In the spatial speed task, one or two arrows are sequentially displayed for 650 ms. each. Those arrows define a memory set. The arrows can be displayed in one of seven orientations (multiples of 45 degrees). After the last displayed arrow, a fixation point appears for 500 ms. Finally, the probe arrow appears in order to decide, as quickly and accurately as possible, if it has the same orientation of one of the arrows presented within the memory set. The arrows have distinguishable shapes in order to guarantee that their orientation is both memorized and evaluated. Half of the trials request a positive answer. The experimental trials range from one to two arrows (2 levels x 30 trials each= 60 trials total). The obtained scores are: mean accuracy, as well as mean RT, and mean RTSD for the correct answers only.

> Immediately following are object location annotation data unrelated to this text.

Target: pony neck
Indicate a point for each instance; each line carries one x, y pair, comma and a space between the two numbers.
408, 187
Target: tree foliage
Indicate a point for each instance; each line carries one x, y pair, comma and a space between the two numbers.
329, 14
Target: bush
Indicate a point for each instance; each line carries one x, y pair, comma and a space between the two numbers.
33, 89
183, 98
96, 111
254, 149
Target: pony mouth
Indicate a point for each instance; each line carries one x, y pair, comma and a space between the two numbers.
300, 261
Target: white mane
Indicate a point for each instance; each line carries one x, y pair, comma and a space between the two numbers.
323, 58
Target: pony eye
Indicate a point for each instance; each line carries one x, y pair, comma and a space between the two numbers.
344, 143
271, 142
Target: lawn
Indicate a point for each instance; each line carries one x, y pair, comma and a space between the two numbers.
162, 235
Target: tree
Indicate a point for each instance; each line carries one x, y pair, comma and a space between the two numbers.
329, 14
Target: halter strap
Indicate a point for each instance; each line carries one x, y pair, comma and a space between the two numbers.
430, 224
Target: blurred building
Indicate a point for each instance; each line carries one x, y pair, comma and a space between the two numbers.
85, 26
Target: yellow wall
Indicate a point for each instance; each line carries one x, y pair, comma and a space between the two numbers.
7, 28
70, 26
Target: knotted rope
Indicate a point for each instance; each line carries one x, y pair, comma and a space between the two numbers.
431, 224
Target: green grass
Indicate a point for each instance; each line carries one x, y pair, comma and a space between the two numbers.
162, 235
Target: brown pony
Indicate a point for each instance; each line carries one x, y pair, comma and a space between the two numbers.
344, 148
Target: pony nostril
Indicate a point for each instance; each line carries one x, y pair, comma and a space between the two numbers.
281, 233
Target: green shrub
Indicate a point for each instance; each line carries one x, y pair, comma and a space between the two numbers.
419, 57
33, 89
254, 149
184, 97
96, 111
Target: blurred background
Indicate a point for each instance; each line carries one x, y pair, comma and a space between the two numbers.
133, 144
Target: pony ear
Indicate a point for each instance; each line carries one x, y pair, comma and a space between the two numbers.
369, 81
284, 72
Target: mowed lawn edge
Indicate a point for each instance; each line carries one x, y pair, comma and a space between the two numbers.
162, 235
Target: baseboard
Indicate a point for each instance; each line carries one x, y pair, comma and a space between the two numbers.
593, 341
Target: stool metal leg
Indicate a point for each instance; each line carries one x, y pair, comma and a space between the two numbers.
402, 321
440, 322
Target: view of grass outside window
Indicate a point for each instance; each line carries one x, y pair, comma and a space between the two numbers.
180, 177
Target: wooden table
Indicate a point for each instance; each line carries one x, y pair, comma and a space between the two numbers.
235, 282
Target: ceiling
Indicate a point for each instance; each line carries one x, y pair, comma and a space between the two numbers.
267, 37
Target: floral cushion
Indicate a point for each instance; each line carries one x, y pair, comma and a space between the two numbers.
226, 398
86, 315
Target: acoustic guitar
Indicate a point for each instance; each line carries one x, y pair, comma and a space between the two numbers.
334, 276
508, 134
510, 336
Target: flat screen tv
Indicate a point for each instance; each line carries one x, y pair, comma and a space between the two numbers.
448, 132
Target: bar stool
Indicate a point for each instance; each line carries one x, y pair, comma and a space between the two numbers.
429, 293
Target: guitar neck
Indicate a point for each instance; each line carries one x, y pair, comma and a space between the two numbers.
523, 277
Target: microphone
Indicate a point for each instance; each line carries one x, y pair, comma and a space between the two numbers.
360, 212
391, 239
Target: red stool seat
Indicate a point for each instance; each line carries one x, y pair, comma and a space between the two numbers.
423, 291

The Spanish standardization of the Revised NEO Personality Inventory (NEO-PI-R) comprises 240 items measuring extraversion (E), agreeableness (A), conscientiousness (C), neuroticism (N), and openness to experience (O). The inventory also measures six subordinate facets for each of the above five personality factors. Here we use the Spanish standardization of the NEO-FFI, the abbreviated version of the NEO-PI-R comprised by its first 60 items. The items are answered on a five point scale, ranging from << strongly disagree >> to << strongly agree >>. Only the N scale is considered in the present study.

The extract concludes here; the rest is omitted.